Sunday, October 19, 2014

The Magic Of Never-Never

I read 'We of the Never-Never' twenty years ago, and on re-reading this book, find the magic as strong as ever.  It reminds me of all that we must be thankful for in our lives : love, true friends and the sometimes harsh but bewitching beauty of the natural world.  As I read, the rain pelts outside; inside the electricity flickers, candles come on and off  at the whim of the power supply.  Flying ants fill the rooms, little white ants crawl on our tables and mud is splattered all over the floor.  But I remain caught in the spell of the book and these things don't seem like annoyances any more.

Written by Jeannie Gunn in 1908, this is the story of her adventures in the Australian bush as she accompanied her husband, Aeneas Gunn, who had been appointed manager of a large cattle station in 1902.

Her arrival in the bush was unexpected, and unwanted, for this was a land which white women did not inhabit, but once there, she was gradually accepted and eventually befriended.  Her story is eloquently narrated and the charm of her personality, tales of the brave and true bushmen and the pristine beauty of the land come alive through her words.  I quote a few paragraphs from her book, just to give you an idea of its timeless charm.

"And All of Us, and many of this company, shared each other's lives for one bright, sunny year, away Behind the Back of Beyond, in the Land of the Never-Never; in that elusive land with an elusive name - a land of dangers and hardships and privations yet loved as few lands are loved - a land that bewitches her people with strange spells and mysteries, until they call sweet bitter and bitter sweet.  Called the Never-Never, the Maluka (her husband) loved to say, because they who have lived in it and loved it, Never-Never voluntarily leave it."

In the beginning, when the men at the station learned that their boss had gone and got married, and, moreover the Missus was to accompany him, this is what one of them (the Sanguine Scot) said:

"I'll block her yet; see if I don't," he said confidently.  "After all these years on their own, the boys don't want a woman messing round the place."  And when he set out for the railway along the north track, to face the "escorting trick", he repeated his assurances.  "I'll block her chaps, never fear," he said; and glowering at a "quiet" horse that had been sent by the lady at the Telegraph, added savagely, "and I'll begin by losing that brute first turn out."

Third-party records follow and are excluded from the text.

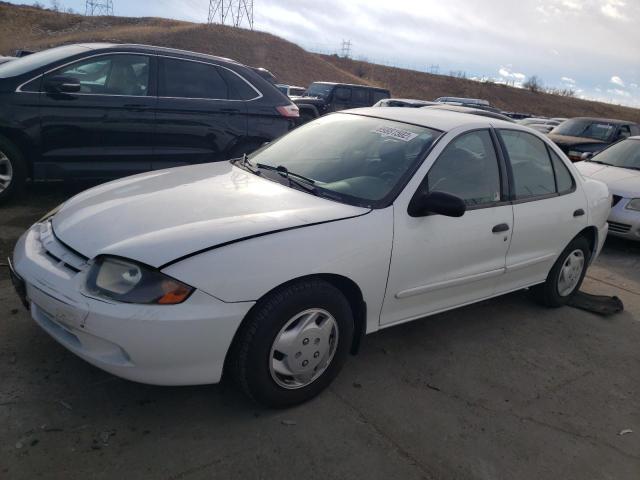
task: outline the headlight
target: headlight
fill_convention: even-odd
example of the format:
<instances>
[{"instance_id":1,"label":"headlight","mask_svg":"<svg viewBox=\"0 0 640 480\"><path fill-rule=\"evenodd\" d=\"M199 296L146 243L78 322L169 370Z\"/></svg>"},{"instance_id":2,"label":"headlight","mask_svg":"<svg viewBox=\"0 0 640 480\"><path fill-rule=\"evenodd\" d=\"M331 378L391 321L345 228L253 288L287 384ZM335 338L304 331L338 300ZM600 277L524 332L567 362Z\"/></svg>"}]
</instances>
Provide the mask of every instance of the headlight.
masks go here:
<instances>
[{"instance_id":1,"label":"headlight","mask_svg":"<svg viewBox=\"0 0 640 480\"><path fill-rule=\"evenodd\" d=\"M193 287L150 267L117 257L98 257L87 276L88 293L124 303L175 305Z\"/></svg>"},{"instance_id":2,"label":"headlight","mask_svg":"<svg viewBox=\"0 0 640 480\"><path fill-rule=\"evenodd\" d=\"M628 210L636 210L640 212L640 198L632 198L627 206L625 207Z\"/></svg>"}]
</instances>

The Maluka and his Missus, meanwhile, having no inkling of this, were on their way to the end of civilization in a Territorial train:

"It was a delightful train - just a simple-hearted, chivalrous, weather beaten old bush whacker, at the service of the entire Territory.  "There's nothing the least bit officious or stand-offish about it," I was saying, when the Man-in-Charge came in with the first billy of tea.
  "Of course not!" he said, unhooking cups from various crooked-up fingers.  "It's a Territorian, you see."
  "And had all the false veneer of civilization peeled off long ago," the Maluka said, adding, with a sly look at my discarded gloves and gossamer, "It's wonderful how quietly the Territory does its work."...

They left behind the city and town dwellers, all of whom were horrified at the idea of Jeannie going into the bush.  This is what she says, later on, while shuttling from camp to camp:

"Whatever do you do with your time?" asked the townsfolk, sure that life out-bush is stagnation, but forgetting that life is life wherever it may be lived.